Consider the key as employee id and the value as the employee object. The logic to save and fetch
a value is based upon the key.
HashMap
HashMap works on the principal of hashing. It stores values in the form of key-value pair and to access a
value you need to provide the key.
HashMap is basically a 2 dimensional Singly Linked List. It can grow in both directions.
For efficient use of HashMap the 'key' element should implement equals() and hashcode() method.
equals() method define that two objects are meaningfully equal. hashcode() helps HashMap to arrange
elements separately in a bucket. So elements with same hascode are kept in the same bucket together.
Now what the hell is a bucket?
Observe the diagram below. All elements that are stored horizontally are said to be in the same bucket.
So when we want to fetch a element using get(K key), HashMap first identifies the bucket in which all
elements of the same hascode as the hashcode of the 'key' passed are present. Now since it knows the
bucket, it will only have to traverse through that bucket to fetch the actual object.
Then it uses the equals() method to identify the actual object present in the bucket.
Lets see how HashMap implements this logic internally.
class Entry {
K key;
V value;
Entry next;
int hash;
}
HashMap also has some more variables which define the initial size of the array.
DEFAULT_LOAD_FACTOR = 0.75f;
DEFAULT_INITIAL_CAPACITY = 16;
For more detailed and internal understanding of HashMap refer Internal Working of HashMap blog. This
blog creates a CustomHashMap and explains step by step process.
TreeMap
Sorted
TreeMap is a structure which is designed to work as a Red - Black - Tree. Here each node has only
two child nodes and the insertion is a tree happens same as the insertion strategy of Java Binary
Search Tree explained here.
If you see below both the Binary Search Tree and Tree Map look same except for the node. The Tree
Map has Key and Value in the node, while the BST only has the value.
TreeMap internally maintains a List of Nodes with each node being a Entry<K,V> class which is
actually a implementation of Map.Entry<K,V> interface.

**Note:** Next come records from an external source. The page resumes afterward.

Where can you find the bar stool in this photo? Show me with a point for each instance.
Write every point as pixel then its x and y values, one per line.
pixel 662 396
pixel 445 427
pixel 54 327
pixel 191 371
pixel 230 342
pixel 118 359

The basic structure of this Entry class is
class Entry{
K key;
V value;
Entry left = null;
Entry right = null;
Entry parent;
boolean color = BLACK;
}
Set
Set is a collection that can not contain duplicate values. So if we want to have a unique collection, Set is
the obvious choice.
add(E element)
When we add a value in Hashset, Hashset internally adds a value in 'map' by calling put(E,o);
where E that is the key is the element passed in add(E element) of HashSet and 'o' as the value which is
a dummy Object creted by doing Object o = new Object; which is common for all key's entered in
HashMap 'map'.
HashSet internally checks wether the Key that is 'element' is already present by calling the equals
method of 'element'.
This method returns false if the Key is already present in HashMap.
TreeSet
Non Duplicate
Sorted
Like HashSet uses HashMap internally, TreeSet uses TreeMap internally. TreeSet ensures that elements
added are not duplicate and they are sorted. Sorting is done using TreeMap.
add(E element)
When we add a value in TreeSet, TreeSet internally adds a value in 'map' by calling put(E,o);
where E that is the key is the element passed in add(E element) of TreeSetand 'o' as the value which is a
dummy Object creted by doing Object o = new Object; which is common for all key's entered in TreeMap
'map'.
TreeSet internally checks wether the Key that is 'element' is already present by calling the equals method
of 'element'.
This method returns false if the Key is already present in TreeMap.
LinkedHashSet
Non Duplicate
Ordered
LinkedHashSet extends HashSet that means it is a HashMap without duplicates. But the difference here
with HashSet is that LinkedHashSet is ordered.
It uses a Doubly Linked List that runs through the Set holding the order together.